Vertical Gastrectomy

Vertical gastrectomy, also known as parietal gastrectomy, reduction gastrectomy of the Sleevelarge curb, or Sleeve gastrectomy, consists of an operation that aims, if performed alone, to be restrictive in nature. It is easily performed by laparoscopy, and is associated with very few perioperative risks. More precisely, this operation represents the restrictive portion of the biliopancreatic derivation.

This procedure consists in the removal of the external part of the stomach by laparoscopy. A thin vertical gastric tube is left in place, which can only contain a restricted amount of food at a time, and will not distend itself as easily as the “normal” stomach. Furthermore, by removing what is called the greater gastric tuberosity, a source of hormone secretion is removed, which in turn controls hunger.

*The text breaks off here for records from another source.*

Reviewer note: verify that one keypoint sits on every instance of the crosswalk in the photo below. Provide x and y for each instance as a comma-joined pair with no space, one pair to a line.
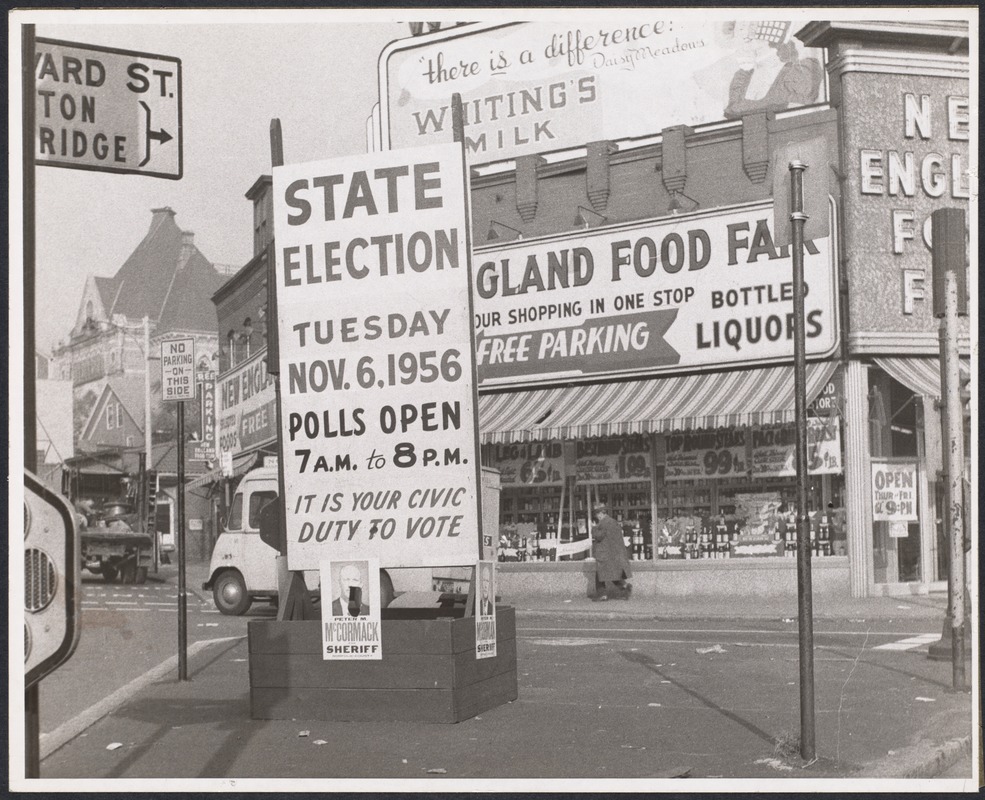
145,598
910,643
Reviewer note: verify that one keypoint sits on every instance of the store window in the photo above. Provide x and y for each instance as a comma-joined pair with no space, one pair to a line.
720,493
897,481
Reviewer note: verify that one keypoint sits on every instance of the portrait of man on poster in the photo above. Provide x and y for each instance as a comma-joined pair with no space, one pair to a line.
352,581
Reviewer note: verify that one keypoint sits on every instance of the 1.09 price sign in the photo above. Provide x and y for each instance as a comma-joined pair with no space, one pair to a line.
376,359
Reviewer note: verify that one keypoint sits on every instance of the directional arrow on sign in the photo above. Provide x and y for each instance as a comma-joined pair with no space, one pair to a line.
162,135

Derivation procedures practiced by laparoscopy on patients who are very obese, or on patients afflicted with multiple comorbidities, are associated with important difficulties as well as significantly high complication and mortality rates.

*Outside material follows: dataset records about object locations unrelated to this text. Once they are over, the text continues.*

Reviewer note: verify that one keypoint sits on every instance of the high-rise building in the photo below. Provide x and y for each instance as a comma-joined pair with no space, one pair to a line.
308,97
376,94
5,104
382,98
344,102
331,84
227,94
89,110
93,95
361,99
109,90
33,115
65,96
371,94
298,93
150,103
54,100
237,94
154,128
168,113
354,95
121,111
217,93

This is why many surgeons, who practice in large recognized Bariatric Surgery centers, have suggested to perform these derivations, whether gastric or biliopancreatic in nature, in a two-time fashion. These two sequential times will therefore enable the surgeon to perform the procedure by laparoscopy, and with significantly less risks.

Following a vertical gastrectomy, the patient will lose a considerable amount of weight, which will greatly facilitate the second surgical time, if necessary. Indeed, the weight-loss results associated with vertical gastrectomy are encouraging to date, and in many cases, this primary procedure will suffice. If, following a year, there is a weight-loss stagnation and the first procedure is judged to be insufficient for optimal weight-loss, a second procedure, such as a Roux-en-Y gastric derivation (gastric bypass) or a biliopancreatic derivation, can then be carried out in much more optimal conditions.

Vertical gastrectomy is a reasonable alternative to the gastric derivation because since there is no intestinal bypass, there are no risks of malabsorption complications, as well as less risk of ensuing anastomotic ulcers or dumping syndromes.